SCEC Award Number 12016 View PDF
Proposal Category Collaborative Proposal (Data Gathering and Products)
Proposal Title SoSAFE- San Jacinto: Evaluating slip distribution along the northern San Jacinto fault zone and the possibility of ruptures jumping across step-overs.
Investigator(s)
Name Organization
Nate Onderdonk California State University, Long Beach Sally McGill California State University, San Bernardino Tom Rockwell San Diego State University
Other Participants Scott Kenyon- MS student at CSU Long Beach
Ziad Sedki- MS student at CSU Long Beach
SCEC Priorities 2a, 2d, 4a SCEC Groups SoSAFE, Geology, FARM
Report Due Date 03/15/2013 Date Report Submitted N/A
Project Abstract
For 2012, we received SCEC funding to map, describe, and measure offset features along the northern San Jacinto fault zone and the San Andreas fault in the San Bernardino area. The purpose of this work was to evaluate fault zone morphology and slip distribution to complement our recent slip rate, slip per event, and slip history data from the northern San Jacinto fault zone. By mapping the distribution of offset along the two faults, we hope to identify a geomorphic record of the last several earthquakes and possibly use this data to correlate events between paleoseismic sites. We also continued our work at the Mystic Lake paleoseismic site along the Claremont segment of the northern San Jacinto fault zone. Although the paleoseismic work was funded by a USGS EHP grant, it is part of ongoing SCEC research (and was supported by SCEC in previous years) and is reported here.

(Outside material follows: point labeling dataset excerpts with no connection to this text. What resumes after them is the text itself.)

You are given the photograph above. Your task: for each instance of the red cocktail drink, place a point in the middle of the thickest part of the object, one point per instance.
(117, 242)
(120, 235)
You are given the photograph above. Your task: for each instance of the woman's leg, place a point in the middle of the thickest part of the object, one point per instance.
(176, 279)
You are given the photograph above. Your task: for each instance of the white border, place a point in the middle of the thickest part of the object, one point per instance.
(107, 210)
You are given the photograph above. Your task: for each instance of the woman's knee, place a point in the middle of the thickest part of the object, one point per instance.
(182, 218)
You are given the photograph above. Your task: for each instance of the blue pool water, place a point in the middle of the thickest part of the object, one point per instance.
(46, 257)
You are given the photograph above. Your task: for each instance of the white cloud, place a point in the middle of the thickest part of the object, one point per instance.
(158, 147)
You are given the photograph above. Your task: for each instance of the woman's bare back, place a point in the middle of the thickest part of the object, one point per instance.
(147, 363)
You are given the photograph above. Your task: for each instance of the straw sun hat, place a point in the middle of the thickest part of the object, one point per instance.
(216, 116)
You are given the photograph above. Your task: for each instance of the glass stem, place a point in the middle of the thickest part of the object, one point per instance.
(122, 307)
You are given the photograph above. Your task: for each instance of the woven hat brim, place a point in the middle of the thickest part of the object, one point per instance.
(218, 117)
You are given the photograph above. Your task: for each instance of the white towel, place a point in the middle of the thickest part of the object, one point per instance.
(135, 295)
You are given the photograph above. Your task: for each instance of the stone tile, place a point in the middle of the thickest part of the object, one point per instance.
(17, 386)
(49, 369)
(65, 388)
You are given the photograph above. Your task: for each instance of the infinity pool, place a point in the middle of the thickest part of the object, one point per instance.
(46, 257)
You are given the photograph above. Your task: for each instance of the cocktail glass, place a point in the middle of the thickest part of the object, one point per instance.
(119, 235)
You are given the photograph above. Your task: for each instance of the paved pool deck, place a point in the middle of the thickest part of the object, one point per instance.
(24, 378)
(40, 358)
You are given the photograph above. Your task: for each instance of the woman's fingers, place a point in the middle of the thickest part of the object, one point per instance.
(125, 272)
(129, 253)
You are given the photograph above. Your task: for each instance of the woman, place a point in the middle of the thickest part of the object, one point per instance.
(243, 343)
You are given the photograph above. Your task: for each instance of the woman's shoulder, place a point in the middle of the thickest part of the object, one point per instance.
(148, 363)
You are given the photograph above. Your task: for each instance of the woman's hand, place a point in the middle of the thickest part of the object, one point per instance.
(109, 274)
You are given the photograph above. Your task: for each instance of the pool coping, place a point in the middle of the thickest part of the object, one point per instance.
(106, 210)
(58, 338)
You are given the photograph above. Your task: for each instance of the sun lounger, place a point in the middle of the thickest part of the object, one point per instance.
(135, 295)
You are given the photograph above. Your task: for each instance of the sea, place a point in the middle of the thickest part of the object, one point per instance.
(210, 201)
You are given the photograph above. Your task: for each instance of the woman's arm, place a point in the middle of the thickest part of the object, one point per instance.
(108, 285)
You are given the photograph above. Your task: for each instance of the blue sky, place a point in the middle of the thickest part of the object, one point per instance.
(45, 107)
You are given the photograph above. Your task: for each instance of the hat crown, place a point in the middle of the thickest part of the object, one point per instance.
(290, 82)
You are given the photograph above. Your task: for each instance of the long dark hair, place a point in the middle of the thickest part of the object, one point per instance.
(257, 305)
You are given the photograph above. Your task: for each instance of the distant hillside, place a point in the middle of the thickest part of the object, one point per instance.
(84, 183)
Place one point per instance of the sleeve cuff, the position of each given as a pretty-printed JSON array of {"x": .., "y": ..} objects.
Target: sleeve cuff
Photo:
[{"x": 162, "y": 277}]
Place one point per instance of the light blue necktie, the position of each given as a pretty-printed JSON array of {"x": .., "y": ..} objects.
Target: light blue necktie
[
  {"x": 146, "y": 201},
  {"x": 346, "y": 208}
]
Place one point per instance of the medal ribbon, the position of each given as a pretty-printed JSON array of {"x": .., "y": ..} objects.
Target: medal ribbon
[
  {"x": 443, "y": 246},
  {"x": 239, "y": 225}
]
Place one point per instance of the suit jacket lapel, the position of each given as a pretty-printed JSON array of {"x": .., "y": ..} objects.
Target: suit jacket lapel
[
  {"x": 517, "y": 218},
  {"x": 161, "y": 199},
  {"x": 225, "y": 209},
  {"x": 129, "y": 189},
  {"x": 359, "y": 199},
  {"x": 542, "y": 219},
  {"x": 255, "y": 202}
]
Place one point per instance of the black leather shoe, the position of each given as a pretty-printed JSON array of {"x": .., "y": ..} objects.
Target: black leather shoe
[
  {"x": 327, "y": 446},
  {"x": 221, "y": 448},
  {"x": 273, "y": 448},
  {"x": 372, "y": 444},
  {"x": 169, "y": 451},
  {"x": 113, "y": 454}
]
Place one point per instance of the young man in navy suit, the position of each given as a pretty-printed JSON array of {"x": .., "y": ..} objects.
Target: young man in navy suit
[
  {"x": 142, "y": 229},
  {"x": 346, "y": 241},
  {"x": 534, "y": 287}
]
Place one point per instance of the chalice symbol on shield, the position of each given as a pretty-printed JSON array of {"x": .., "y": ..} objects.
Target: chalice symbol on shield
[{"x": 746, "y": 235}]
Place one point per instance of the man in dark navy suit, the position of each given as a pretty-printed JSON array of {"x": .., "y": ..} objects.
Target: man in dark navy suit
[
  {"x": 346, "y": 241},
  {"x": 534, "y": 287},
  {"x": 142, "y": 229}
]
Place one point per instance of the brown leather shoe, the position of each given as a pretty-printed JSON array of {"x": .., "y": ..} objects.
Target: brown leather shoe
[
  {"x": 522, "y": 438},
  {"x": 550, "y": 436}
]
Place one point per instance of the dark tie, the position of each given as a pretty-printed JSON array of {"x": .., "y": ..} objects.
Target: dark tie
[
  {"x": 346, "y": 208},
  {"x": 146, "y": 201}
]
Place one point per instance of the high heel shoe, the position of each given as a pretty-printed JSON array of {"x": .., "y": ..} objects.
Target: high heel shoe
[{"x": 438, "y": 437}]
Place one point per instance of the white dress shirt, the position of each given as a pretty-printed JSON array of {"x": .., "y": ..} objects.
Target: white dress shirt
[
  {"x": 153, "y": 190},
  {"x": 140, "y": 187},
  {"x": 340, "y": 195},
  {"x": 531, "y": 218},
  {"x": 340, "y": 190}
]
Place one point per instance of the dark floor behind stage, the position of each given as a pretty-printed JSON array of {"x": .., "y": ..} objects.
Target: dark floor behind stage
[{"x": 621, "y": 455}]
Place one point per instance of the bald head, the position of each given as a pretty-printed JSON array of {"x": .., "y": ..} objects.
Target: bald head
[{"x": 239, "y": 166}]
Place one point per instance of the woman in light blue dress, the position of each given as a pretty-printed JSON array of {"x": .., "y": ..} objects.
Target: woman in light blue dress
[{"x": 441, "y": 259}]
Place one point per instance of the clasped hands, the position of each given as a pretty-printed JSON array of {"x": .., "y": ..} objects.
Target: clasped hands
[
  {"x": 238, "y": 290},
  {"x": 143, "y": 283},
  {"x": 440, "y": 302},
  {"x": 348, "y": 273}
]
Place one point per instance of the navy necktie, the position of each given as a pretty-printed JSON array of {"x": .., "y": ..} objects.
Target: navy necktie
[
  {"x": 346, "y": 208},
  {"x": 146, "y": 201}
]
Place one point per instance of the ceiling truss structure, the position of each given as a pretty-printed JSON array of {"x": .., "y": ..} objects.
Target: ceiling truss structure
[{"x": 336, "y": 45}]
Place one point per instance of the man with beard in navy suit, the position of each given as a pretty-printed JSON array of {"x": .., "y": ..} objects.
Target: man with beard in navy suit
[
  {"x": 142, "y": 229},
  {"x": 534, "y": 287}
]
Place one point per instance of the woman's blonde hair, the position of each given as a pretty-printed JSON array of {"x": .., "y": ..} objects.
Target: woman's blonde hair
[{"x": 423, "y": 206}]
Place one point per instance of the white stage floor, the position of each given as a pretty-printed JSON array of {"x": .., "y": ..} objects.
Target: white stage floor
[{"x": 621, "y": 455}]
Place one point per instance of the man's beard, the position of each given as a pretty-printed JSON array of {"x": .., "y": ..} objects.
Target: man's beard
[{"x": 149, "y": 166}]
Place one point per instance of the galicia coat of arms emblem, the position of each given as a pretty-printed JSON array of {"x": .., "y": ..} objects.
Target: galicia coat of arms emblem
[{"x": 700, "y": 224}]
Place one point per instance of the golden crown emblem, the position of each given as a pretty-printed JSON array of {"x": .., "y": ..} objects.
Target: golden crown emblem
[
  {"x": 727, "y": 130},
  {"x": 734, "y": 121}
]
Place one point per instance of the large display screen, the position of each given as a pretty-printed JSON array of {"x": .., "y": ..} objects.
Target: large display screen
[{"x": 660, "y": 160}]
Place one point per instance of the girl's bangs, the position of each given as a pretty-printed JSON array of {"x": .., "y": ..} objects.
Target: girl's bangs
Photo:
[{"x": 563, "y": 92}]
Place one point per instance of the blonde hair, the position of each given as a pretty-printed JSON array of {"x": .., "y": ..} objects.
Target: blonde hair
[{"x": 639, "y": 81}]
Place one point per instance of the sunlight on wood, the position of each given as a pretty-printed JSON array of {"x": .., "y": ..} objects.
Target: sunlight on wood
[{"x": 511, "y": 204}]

Intellectual Merit This project addresses several goals that are important for the SCEC4 mission. (1) Mapping of offsets along the northern San Jacinto fault zone will be used to estimate the slip-per-event for the most recent ruptures. This directly addresses an important SCEC4 objective described under priority 2a (improvement of earthquake catalogs). (2) These paleo-slip indicators and their distribution along strike may also be used as input to the community stress models (priority 2d). (3) Our new data from the Mystic Lake site also addresses SCEC4 priority 2a by providing a longer pre-historic earthquake record from the northern San Jacinto fault zone.
Broader Impacts This grant was used to support two graduate students who conducted the mapping and measurements of offset features using LiDAR and field techniques under the direction of Onderdonk. Both received training in LiDAR data manipulation and geomorphic mapping. One of these students attended the SoSAFE "fieldshop" last September on techniques for measuring offset features along faults and the other attended a SCEC/Open Topography LiDAR seminar. This project constituted the majority of the Masters thesis for both students and one has already presented his work at the GSA annual meeting last fall and has recently written his thesis and will graduate this coming June.
Trenching at Mystic Lake also involved students from CSULB, CSUSB, and SDSU in addition to several SCEC interns under the direction of McGill. One of these interns presented a poster at the SCEC annual meeting dealing with his work at Mystic Lake.
Exemplary Figure Figure 2. Comparison of the event histories from Mystic Lake with the Wrightwood (Fumal et al., 2002), Pitman Canyon (Seitz et al., 1997), Burro Flats (Yule, 2010), and Hog Lake (Rockwell, 2008) paleoseismic sites for the last 1600 years. See Figure 2 for site locations.